Tales of Baseball's Demise Have Been Wildly Exaggerated

Jonathan Mahler wrote a piece recently for the New York Times called "Is the Game Over?' that has received entirely way too much attention.  The article's thesis is that while baseball is profitable and its games are well-attended, it no longer occupies the primary place in American culture it once did.  Well, duh.  I've been reading statements like this for the past quarter century or so, and they are hard to deny.

It is indisputable that the NFL is now America's primary spectator sport; fifteen million people tuned in to see an abortion of a game on Monday between the Giants and Vikings.  People just don't watch the NFL draft, they will even spend some of the few precious hours they have on the earth watching the players do tests in the draft combine.  The Super Bowl is the highest rated event on television every year.

While I 've watched pro football for as long as I've been watching television, I must say I am a little flummoxed by the current level of the game's popularity.  The ball is in play for only eleven minutes of an average NFL game, and for less than the running time of "In-A-Gadda-Da-Vida"in pigskin action fans must endure over an hour of commercials.  The games seem to last longer than ever, mostly due to the need to sell lite beer.  Great moments on the field are immediately followed by interminable instant replay challenges.  We are also more aware than ever of the human costs of pro football, and how the storied gladiators of the gridiron will often end up brain damaged, suicidal, or physically incapacitated.  The more fluid, beautiful, and exciting game of basketball is no challenge to football's supremacy, but if it hasn't eclipsed basketball in popularity yet, it likely soon will.

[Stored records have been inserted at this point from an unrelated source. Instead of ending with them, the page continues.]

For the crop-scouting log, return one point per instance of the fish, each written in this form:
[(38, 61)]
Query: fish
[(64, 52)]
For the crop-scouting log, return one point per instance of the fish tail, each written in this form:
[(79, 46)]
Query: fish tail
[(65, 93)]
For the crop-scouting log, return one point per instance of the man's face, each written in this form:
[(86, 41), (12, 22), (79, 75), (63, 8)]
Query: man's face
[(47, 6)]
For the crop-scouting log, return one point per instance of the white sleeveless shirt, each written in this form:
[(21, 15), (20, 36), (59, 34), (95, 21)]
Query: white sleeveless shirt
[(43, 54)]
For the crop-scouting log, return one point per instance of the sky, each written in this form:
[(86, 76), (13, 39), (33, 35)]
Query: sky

However, I am not here to diss pro football or praise basketball, but to point to the less obvious reasons why baseball will continue to be healthy and should not be considered a sport in decline.  In the first place, a lot of people go to the games.  No team in the majors drew fewer than 1.5 million fans this year, but thirty years ago nine teams (about a third of the majors) failed to reach that mark.  I keep hearing complaints, mainly justified, that tickets just keep getting pricier.  However, more and more folks are coming to games.  The reasons are pretty obvious.  Going to the ballpark is a great experience, one that is more enjoyable than going to a football or basketball game.  It's just a great, relaxing place to be on a summer's day, and cheaper than other pro sports.

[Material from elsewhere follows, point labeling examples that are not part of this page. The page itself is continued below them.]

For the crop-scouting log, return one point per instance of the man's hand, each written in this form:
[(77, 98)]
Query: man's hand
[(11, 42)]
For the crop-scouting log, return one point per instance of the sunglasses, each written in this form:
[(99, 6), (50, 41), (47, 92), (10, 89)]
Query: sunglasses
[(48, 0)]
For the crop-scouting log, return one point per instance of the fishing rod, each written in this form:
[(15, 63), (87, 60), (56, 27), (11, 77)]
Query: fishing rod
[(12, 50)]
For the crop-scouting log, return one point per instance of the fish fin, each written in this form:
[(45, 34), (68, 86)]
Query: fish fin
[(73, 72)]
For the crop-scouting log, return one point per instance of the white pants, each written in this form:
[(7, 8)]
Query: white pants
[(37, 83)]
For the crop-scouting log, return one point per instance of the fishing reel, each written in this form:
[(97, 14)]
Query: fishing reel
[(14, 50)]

In fact, the timing of baseball's season is one secret to its long-term health.  During the height of summer, from mid-June until early September, it's pretty much the only game in town.  It dominates the time of year when people have the most leisure time, and most desire to go out and have a good time.  Baseball and summer are practically inseparable, and as long as there are summer days in this country and a ballpark to go to, baseball will always be fine.

Fun in the summer sun will always draw in the casual fans, but as far as the more devoted fanatics go, those who care about baseball care about it more than the devotees of football and basketball.  Just look at the number of books about baseball compared to other sports, the arguments about it, the numerous analysts using their brilliant mathematical minds to compile statistics.  I do know of NFL fans who truly care about the game, its intricacies, and its history, but they are a decided minority.  Most people who watch the NFL are more interested in big hits than in x's and o's.  There are plenty of folks I know who can dissect a playbook, but there's a much bigger percentage of baseball fans who know sabremetrics.  Its language has even entered into the musty realms of the broadcast booth.

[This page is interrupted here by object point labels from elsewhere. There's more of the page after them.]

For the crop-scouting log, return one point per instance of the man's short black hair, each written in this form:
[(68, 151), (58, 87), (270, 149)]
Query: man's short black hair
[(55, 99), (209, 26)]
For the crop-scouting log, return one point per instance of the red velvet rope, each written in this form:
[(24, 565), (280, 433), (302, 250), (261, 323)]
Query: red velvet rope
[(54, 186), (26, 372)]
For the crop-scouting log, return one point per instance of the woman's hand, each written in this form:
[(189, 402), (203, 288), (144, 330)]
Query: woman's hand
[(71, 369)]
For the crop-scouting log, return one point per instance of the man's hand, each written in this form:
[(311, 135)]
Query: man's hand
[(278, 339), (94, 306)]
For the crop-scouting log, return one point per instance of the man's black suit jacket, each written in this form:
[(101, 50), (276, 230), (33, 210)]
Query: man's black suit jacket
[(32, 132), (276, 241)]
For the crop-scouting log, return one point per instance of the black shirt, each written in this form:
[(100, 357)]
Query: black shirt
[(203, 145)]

Part of why baseball matters more to the people it matters to is the sport's unmatchable historical legacy.  That legacy gives it an aura of meaning that other sports lack.  Even with the decline in baseball's importance, Barry Bonds' eclipse of Hank Aaron's home run record mattered more than any record that exists in either basketball or football.  Accusations of steroid use led to Congressional hearings, the concussion problem in football has not prompted something similar.  This is the case because baseball still has a special status, and its supposed purity is still a matter of public concern.  Nobody really cares about football records, nor do they bother to hold its behavior to a high standard.

So yes, baseball has been eclipsed by the NFL, and maybe the NBA, too.  That well-established fact should not fool us into thinking that baseball is somehow irrelevent, or entering decline.  The World Series will never get the Super Bowl's ratings, but no moment in any Super Bowl, past, present or future, will ever mean as much as Boston breaking the Curse of the Bambino, Bill Mazerowski's seventh game homer, or Bobby Thompson's "shot heard 'round the world."  That's hardly a sign of irrelevance.